Wang Zeya, Kaseb Ahmed O, Amin Hesham M, Hassan Manal M, Wang Wenyi, Morris Jeffrey S
Department of Statistics, Rice University; Department of Bioinformatics and Computational Biology, University of Texas MD Anderson Cancer Center, Veerabhadran Baladandayuthapani; Department of Biostatistics, University of Michigan.
Department of Gastrointestinal Medical Oncology, The University of Texas MD Anderson Cancer Center.
J Am Stat Assoc. 2022;117(538):533-546. doi: 10.1080/01621459.2021.2000866. Epub 2022 Jan 5.

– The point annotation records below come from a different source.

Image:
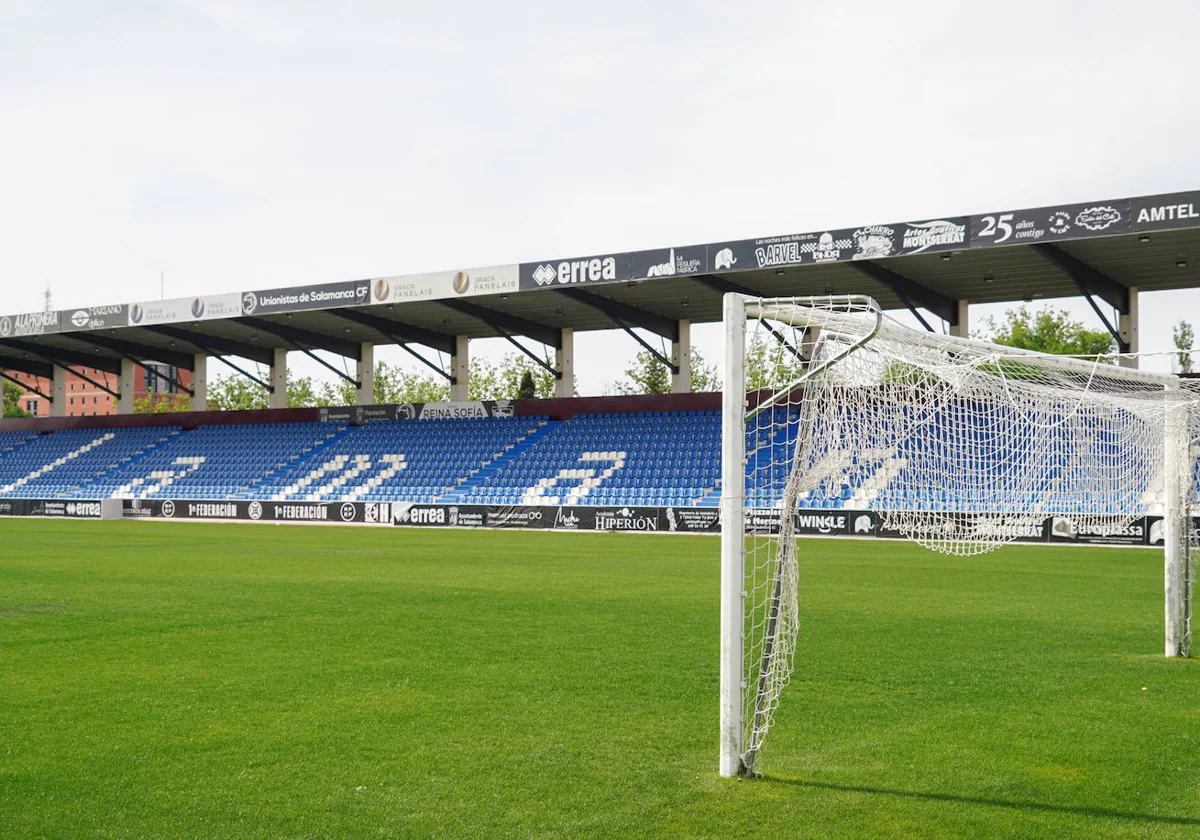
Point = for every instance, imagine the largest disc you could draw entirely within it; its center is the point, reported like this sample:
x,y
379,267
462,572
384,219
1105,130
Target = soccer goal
x,y
958,444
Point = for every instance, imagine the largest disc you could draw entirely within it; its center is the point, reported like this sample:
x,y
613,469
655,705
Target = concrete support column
x,y
963,329
201,383
365,376
59,393
460,369
681,354
564,363
1127,325
279,379
125,387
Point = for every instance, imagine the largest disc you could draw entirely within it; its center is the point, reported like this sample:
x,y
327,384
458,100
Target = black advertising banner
x,y
88,510
693,520
765,521
520,516
611,268
624,519
438,515
870,241
1053,223
318,297
1164,213
357,415
669,262
1063,529
937,234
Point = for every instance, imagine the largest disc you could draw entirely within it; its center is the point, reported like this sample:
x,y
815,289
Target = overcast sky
x,y
241,144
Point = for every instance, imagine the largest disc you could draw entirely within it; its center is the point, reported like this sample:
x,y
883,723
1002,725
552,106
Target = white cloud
x,y
233,144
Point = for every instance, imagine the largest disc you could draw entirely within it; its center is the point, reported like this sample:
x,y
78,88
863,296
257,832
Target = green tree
x,y
649,375
1048,330
393,385
527,390
1183,337
646,375
162,403
503,381
12,401
235,393
705,375
769,364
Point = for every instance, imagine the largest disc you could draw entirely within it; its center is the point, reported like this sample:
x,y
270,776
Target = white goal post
x,y
954,443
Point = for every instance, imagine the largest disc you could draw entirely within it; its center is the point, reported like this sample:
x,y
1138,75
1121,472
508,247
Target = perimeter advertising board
x,y
369,513
55,508
629,519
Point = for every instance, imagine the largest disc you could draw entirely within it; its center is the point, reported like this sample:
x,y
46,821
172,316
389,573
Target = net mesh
x,y
957,444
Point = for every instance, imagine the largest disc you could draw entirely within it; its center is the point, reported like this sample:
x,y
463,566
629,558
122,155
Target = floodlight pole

It is well-established that interpatient heterogeneity in cancer may significantly affect genomic data analyses and in particular, network topologies. Most existing graphical model methods estimate a single population-level graph for genomic or proteomic network. In many investigations, these networks depend on patient-specific indicators that characterize the heterogeneity of individual networks across subjects with respect to subject-level covariates. Examples include assessments of how the network varies with patient-specific prognostic scores or comparisons of tumor and normal graphs while accounting for tumor purity as a continuous predictor. In this paper, we propose a novel edge regression model for undirected graphs, which estimates conditional dependencies as a function of subject-level covariates. We evaluate our model performance through simulation studies focused on comparing tumor and normal graphs while adjusting for tumor purity. In application to a dataset of proteomic measurements on plasma samples from patients with hepatocellular carcinoma (HCC), we ascertain how blood protein networks vary with disease severity, as measured by HepatoScore, a novel biomarker signature measuring disease severity. Our case study shows that the network connectivity increases with HepatoScore and a set of hub genes as well as important gene connections are identified under different HepatoScore, which may provide important biological insights to the development of precision therapies for HCC.
癌症患者间的异质性会显著影响基因组数据分析,尤其是网络拓扑结构,这一点已得到充分证实。大多数现有的图形模型方法会为基因组或蛋白质组网络估计一个单一的群体水平图。在许多研究中,这些网络依赖于患者特定指标,这些指标表征了个体网络在受试者层面协变量方面的异质性。例如,评估网络如何随患者特定的预后评分变化,或者在将肿瘤纯度作为连续预测变量的情况下比较肿瘤图和正常图。在本文中,我们提出了一种用于无向图的新型边回归模型,该模型将条件依赖性估计为受试者层面协变量的函数。我们通过模拟研究来评估模型性能,这些研究侧重于在调整肿瘤纯度的同时比较肿瘤图和正常图。在应用于肝细胞癌(HCC)患者血浆样本蛋白质组测量数据集时,我们确定血液蛋白质网络如何随疾病严重程度变化,疾病严重程度由HepatoScore衡量,HepatoScore是一种测量疾病严重程度的新型生物标志物特征。我们的案例研究表明,网络连通性随HepatoScore增加,并且在不同的HepatoScore下识别出了一组枢纽基因以及重要的基因连接,这可能为HCC精准治疗的发展提供重要的生物学见解。